Is this an Azure defect (or i am missing the concept of the shared access signature?. any way to overcome this issue ?

thanks!

1
azureazure-blob-storage
If I'm not mistaken, you're not really deleting the blob. You're simply overwriting the blob which you could do if you have included write permission in your shared access signature.Gaurav Mantri
true, but you must agree that overwriting the blob with by uploading an empty string is the same as deleting the blob (i mean, you do not delete the file itself but on the other hand an empty blob equals to no blob file at all)yonisha
I don't think so. While I agree that your blob is of no use to you but I wouldn't qualify as deleted. What if instead of an empty string, user uploads some garbage data? Would you still consider the blob to be deleted?Gaurav Mantri
It depends whether the old data has been removed or not.
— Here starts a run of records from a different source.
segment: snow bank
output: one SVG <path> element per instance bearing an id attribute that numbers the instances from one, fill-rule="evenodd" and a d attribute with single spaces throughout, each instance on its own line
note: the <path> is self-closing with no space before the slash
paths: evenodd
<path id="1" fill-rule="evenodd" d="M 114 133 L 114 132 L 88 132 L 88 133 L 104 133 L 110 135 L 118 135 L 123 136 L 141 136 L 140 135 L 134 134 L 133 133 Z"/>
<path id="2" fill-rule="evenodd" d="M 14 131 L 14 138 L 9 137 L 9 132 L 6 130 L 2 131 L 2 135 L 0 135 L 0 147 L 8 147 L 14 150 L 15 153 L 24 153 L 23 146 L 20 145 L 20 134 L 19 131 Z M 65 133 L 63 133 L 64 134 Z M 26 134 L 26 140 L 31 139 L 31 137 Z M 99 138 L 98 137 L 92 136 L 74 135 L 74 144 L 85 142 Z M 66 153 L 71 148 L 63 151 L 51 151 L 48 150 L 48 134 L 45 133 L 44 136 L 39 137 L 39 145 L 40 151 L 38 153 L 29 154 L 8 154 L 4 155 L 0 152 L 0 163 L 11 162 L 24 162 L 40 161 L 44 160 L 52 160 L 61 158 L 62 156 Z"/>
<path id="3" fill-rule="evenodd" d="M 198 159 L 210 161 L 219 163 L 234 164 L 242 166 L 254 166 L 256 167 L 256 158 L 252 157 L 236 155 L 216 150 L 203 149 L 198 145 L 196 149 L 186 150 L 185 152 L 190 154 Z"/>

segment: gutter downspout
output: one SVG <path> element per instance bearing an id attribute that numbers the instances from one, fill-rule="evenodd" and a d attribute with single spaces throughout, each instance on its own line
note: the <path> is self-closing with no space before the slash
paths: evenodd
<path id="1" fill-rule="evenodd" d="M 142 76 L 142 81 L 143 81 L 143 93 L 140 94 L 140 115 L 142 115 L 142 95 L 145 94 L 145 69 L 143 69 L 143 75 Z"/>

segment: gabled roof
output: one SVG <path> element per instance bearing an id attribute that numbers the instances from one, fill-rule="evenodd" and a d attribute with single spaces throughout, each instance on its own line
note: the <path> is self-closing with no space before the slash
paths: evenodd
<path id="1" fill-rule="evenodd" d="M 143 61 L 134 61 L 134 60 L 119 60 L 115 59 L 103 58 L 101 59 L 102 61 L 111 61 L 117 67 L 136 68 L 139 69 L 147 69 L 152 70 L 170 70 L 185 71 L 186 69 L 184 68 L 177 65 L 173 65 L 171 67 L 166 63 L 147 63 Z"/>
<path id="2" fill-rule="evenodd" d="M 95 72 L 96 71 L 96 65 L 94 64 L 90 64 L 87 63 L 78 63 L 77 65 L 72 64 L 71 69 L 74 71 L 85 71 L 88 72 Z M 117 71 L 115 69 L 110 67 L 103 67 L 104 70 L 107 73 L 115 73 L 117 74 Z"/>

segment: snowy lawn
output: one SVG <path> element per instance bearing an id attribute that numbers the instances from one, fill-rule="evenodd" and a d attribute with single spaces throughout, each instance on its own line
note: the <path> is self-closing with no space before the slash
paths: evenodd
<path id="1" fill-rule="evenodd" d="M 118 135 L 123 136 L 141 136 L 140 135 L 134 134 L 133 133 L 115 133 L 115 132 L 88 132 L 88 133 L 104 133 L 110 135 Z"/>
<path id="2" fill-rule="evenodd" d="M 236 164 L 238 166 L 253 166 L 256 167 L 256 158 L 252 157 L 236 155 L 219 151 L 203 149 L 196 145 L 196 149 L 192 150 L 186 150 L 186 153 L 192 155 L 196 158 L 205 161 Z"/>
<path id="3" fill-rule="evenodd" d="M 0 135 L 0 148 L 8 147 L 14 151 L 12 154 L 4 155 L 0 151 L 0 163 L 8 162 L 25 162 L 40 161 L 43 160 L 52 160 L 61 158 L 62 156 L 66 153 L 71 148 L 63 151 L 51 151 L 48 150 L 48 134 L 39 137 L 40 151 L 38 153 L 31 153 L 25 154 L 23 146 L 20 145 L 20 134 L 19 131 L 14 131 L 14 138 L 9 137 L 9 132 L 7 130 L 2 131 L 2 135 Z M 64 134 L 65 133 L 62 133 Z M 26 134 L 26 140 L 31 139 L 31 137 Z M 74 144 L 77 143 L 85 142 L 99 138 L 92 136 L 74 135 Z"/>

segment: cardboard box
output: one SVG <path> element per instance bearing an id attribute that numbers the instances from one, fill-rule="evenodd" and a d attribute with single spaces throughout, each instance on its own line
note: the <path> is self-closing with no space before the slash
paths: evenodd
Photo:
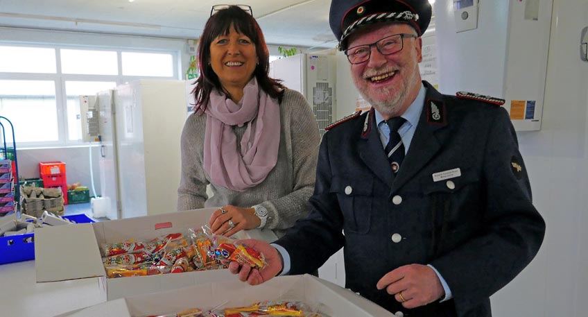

The user can upload whatever data he wants, as long as the existing data remains.yonisha
Is your client given just the SAS and they write the code (like above) or is this code you wrote? If it's latter, you could take a snapshot of the blob before upload so that you have last working copy of the blob.Gaurav Mantri

1 Answers

2
votes

The way Share Access Permissions are implemented a user can be granted these access rights: Delete, List, None, Read, Write (See this article). With this level of granularity if you want your user to be able to create a blob, then they will also be able to update a blob. Although you can prevent users from deleting blobs, by issuing a SAS without the delete permission, you cannot prevent users from modifying blobs unless you also deny them the ability to create, both of which are controlled by the "Write" permission.